The malware known as Switch sends Android users down the wrong track, changing the settings on victims' routers so users are sent to malicious websites.
The malware known as Switch sends Android users down the wrong track, changing the settings on victims' routers so users are sent to malicious websites.

A newly discovered Android trojan can sabotage entire Wi-Fi networks and the users who connect to them by accessing the router that an infected device is communicating with and executing a Domain Name System (DNS) hijack attack.

According to Kaspersky Lab on Wednesday via its Securelist blog, the malware, named Switcher, uses a compromised Android device to pull up the local router's admin interface, and then attempts to gain top-level privileges by executing a brute-force attack that guesses commonly used or default log-in credentials. If successful, the malware opens the router's WAN settings and changes the IP address of the primary DNS server to that of a rogue one operated by the cybercriminals behind the campaign.

Consequently, future queries on this router's Wi-Fi network will be processed through the fake DNS server, which redirects traffic to malicious or fraudulent websites, likely for the purpose of serving up phishing scams, additional malware, and advertisements (the exact destinations are not publicly known at this time). Worse, in many cases, the attack will impact all devices that are connected to the Wi-Fi network, not just the device that was originally infected, the report warns.

The Kaspersky report noted that the brute-force attack is executed using JavaScript code specifically designed to work with the web interfaces of Wi-Fi routers manufactured by TP-Link. Asked why the attackers trained their sights on TP-Link, Kaspersky mobile security expert and blog post author Nikita Buchka cited the popularity of the company's router devices.

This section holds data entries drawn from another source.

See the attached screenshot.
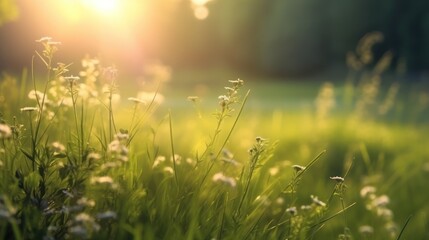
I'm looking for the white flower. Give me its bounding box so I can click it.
[268,167,279,176]
[91,176,113,184]
[137,91,165,104]
[51,142,66,153]
[152,156,165,168]
[360,186,377,198]
[163,167,174,174]
[20,107,39,112]
[212,172,237,187]
[86,152,101,161]
[128,97,146,105]
[97,211,117,219]
[0,123,12,139]
[359,225,374,235]
[311,195,326,207]
[373,195,390,207]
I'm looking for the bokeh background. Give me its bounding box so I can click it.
[0,0,429,81]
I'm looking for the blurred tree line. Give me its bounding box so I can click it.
[151,0,429,75]
[0,0,429,76]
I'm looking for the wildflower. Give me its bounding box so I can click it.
[360,186,377,198]
[64,75,80,87]
[28,90,45,100]
[310,195,326,207]
[62,190,74,198]
[20,107,39,112]
[301,205,313,211]
[218,95,230,108]
[359,225,374,235]
[286,207,298,216]
[0,123,12,139]
[212,172,237,187]
[163,167,174,174]
[228,78,244,88]
[186,158,196,166]
[69,225,87,238]
[97,211,117,219]
[51,142,66,153]
[91,176,113,184]
[329,176,344,183]
[86,152,101,161]
[188,96,199,102]
[77,197,95,207]
[137,91,165,104]
[128,97,146,105]
[255,195,271,206]
[36,37,52,42]
[97,211,117,219]
[373,195,390,207]
[276,197,285,205]
[292,165,305,172]
[268,167,280,176]
[74,213,92,222]
[170,154,182,165]
[377,207,393,221]
[152,156,165,168]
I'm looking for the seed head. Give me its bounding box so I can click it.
[329,176,344,183]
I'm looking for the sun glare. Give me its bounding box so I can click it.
[82,0,119,14]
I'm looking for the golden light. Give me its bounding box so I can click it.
[191,0,211,20]
[82,0,119,15]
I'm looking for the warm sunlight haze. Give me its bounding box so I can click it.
[0,0,429,240]
[82,0,119,15]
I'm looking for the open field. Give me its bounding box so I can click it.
[0,40,429,239]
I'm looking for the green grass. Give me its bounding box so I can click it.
[0,39,429,239]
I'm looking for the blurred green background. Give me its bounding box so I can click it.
[0,0,429,77]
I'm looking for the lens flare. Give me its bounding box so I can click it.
[82,0,119,14]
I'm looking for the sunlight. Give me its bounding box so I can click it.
[82,0,119,14]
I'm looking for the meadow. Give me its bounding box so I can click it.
[0,38,429,239]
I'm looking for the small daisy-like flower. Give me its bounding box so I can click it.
[229,79,244,87]
[329,176,344,183]
[292,164,305,172]
[188,96,199,102]
[286,207,298,216]
[310,195,326,207]
[51,142,66,153]
[128,97,146,105]
[97,211,118,219]
[0,123,12,139]
[20,107,39,112]
[212,172,237,187]
[276,197,285,205]
[163,167,174,174]
[268,167,280,176]
[359,225,374,235]
[64,75,80,84]
[373,195,390,207]
[170,154,182,165]
[74,213,93,222]
[301,205,313,211]
[77,197,95,207]
[360,186,377,198]
[28,90,45,100]
[91,176,113,184]
[46,41,61,46]
[36,37,52,42]
[86,152,101,161]
[152,156,165,168]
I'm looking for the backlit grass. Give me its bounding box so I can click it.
[0,38,429,239]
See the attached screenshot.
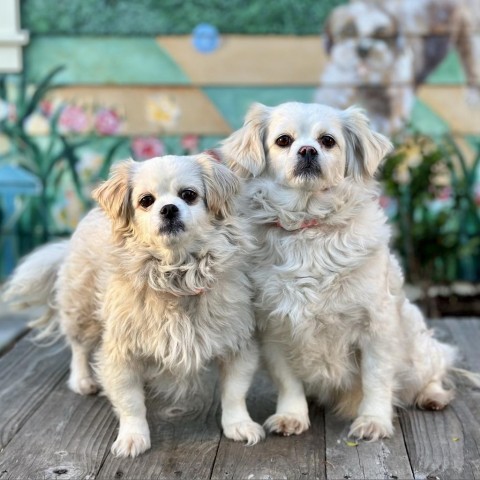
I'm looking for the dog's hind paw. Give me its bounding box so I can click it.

However, “Cybercriminals are able to add code that will attack the devices of... other vendors, if they need to," Buchka added in an email interview with SC Media. "There are no limitations.”

SC Media has reached out to Shenzhen, China-based TP-Link for comment.

Based on the two versions of Switcher observed in the wild, the malware – discovered on December 20 – specifically targets Chinese users of Android devices. The first variation arrives in the guise of a mobile client for the Chinese search engine Baidu; the second is distributed via a phony version of a Chinese mobile app that is popular with business travelers and allows users to share information about Wi-Fi locations.

The fake app, which can be downloaded from a malicious third-party website set up by Switch's distributors, is a "good place to hide malware targeting routers, because users of such apps usually connect with many Wi-Fi- networks, thus spreading the infection,” Buchka explains in his blog post.

In his post, Buchka noted that the malicious changes to an affected router's settings will persist even after a reboot. Moreover, the malware establishes a second, back-up DNS address using Google's public DNS service, in case its malicious servers go down at any point. This failsafe provides gives the cybercriminal infrastructure more stability and defends against user discovery because victims will not receive an alert if the primary server is disabled.

Kaspersky recommends that users check their DNS settings for the the following IP addresses associated with the Switcher malware campaign:

  • 101.200.147.153
  • 112.33.13.11
  • 120.76.249.59

Creating stronger router admin passwords will also defend against this difficult-to-detect threat, Buchka confirmed.